Best practices for hybrid tables

This topic describes best practices and important considerations when using hybrid tables. To achieve optimal performance with hybrid tables, follow these best practices in your deployment. This guide outlines specific configuration, design, and operational practices that maximize performance for production workloads.

Query performance in Snowsight versus driver-based access

Attention

Performance statistics reported in Snowsight are not indicative of query performance for driver-based workloads.

Snowsight provides rich access to query plans, data statistics, query history, and other detailed information that is useful for interactive query prototyping, debugging, investigation, monitoring, and other activities. Providing that rich interactive experience adds overhead to the Snowflake query engine. As such, latency for short-running queries executed through Snowsight is not indicative of performance that can be achieved with programmatic drivers. Queries executed via code-based or driver-based solutions execute with lower latency and variability than queries executed via Snowsight.

Note

Run a simple performance test to validate performance for your scenario.

Client drivers for hybrid tables

In order to access hybrid tables, you will need to use one of the following driver versions:

Driver

Minimum Version

Go

1.6.25

JDBC

3.13.31

.Net

2.1.2

Node.js

1.9.0

ODBC

3.0.2

PHP

2.0.0

Python Connector

3.1.0

SnowSQL

1.2.28

Note

You may not be able to access hybrid tables using an earlier driver version.

For optimal performance with hybrid tables, be sure to use the latest version of your selected driver.

You can also access hybrid tables by using the Snowflake SQL API; however, this API is not recommended for use cases that require optimal latency.

Client configuration and access methods

Connection management directly affects performance and scalability. When connecting to databases that contain hybrid tables, consider the following best practices for achieving good performance.

  • Use connection pooling with long-lived connections to eliminate the overhead of repeatedly establishing new connections. Most client frameworks that connect to Snowflake provide a connection-pooling mechanism to efficiently manage access.

  • Network proximity significantly affects end-to-end latency; therefore, colocate your client software in the same cloud region as the Snowflake account.

  • Use prepared statements with bound parameters so the query planner will reuse previously created query plans.

  • Use the supported programmatic client drivers, not Snowsight, to achieve optimal latency. See Client drivers for hybrid tables.

Index design and usage

Creating and using indexes is a key component to achieving optimal performance for hybrid tables. Consider the following recommendations:

  • Create secondary indexes for frequently used predicates.

  • Design composite indexes to match complete query patterns.

  • Avoid using multiple indexes with columns in the same ordinal position.

  • Understand the cardinality of your data before creating indexes. Indexes built with a single, low-cardinality column have limited benefit.
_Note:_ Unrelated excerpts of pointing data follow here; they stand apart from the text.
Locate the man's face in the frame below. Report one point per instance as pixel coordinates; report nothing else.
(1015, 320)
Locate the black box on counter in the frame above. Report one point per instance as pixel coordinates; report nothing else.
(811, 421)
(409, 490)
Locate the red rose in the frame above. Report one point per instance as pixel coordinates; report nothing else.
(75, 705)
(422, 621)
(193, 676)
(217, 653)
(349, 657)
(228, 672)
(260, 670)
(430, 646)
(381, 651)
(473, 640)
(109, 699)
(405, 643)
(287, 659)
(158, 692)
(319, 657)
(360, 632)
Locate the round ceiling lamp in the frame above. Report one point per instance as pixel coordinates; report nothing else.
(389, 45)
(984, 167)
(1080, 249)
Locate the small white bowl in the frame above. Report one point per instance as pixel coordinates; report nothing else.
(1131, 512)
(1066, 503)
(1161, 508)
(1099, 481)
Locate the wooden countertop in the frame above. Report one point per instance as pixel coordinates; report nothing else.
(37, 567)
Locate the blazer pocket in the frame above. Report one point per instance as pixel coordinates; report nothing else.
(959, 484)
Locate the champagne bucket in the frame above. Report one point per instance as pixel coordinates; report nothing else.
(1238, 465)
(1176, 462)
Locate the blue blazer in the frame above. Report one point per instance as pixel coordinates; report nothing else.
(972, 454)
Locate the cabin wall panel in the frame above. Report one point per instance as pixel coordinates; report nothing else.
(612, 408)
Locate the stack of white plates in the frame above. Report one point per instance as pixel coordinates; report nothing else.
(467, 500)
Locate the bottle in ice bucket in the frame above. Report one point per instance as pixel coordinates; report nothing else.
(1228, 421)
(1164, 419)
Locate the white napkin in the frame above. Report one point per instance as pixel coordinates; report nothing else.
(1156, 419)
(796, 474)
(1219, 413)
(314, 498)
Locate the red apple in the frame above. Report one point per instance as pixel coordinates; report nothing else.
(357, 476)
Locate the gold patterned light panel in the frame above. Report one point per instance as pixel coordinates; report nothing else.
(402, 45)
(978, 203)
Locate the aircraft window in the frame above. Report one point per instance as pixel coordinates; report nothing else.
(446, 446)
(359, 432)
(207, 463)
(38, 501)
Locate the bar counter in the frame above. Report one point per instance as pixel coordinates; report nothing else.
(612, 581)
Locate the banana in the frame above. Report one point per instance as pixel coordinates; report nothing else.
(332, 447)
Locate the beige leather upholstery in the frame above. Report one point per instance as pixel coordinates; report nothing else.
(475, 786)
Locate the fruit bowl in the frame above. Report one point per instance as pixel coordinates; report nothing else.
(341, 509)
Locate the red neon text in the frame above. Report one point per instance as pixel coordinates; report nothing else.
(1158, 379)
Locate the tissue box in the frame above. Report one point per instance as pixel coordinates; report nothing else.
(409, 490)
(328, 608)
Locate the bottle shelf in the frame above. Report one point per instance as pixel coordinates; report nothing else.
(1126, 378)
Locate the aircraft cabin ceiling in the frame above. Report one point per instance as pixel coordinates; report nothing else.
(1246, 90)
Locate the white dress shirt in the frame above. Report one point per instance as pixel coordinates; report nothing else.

See Estimating the Number of Distinct Values.

  • Indexes add write overhead and storage requirements. Be careful to balance read versus write performance for applications that require low-latency write operations.

Properly designed indexes significantly improve query performance by providing efficient data access paths. If possible, choose primary keys for optimal selectivity while minimizing complexity. In some cases, adding columns with calculated or surrogate key values provides better performance than complex composite indexes. Secondary indexes dramatically improve performance for frequently accessed columns.

For well-defined queries, using the INCLUDE keyword to add columns to an index when you create the table might further decrease latency. See Create a secondary index with an INCLUDE column.

Attention

Be mindful of the indexes you create on a hybrid table; non-selective index scans result in sub-optimal performance, throttling, and higher cost.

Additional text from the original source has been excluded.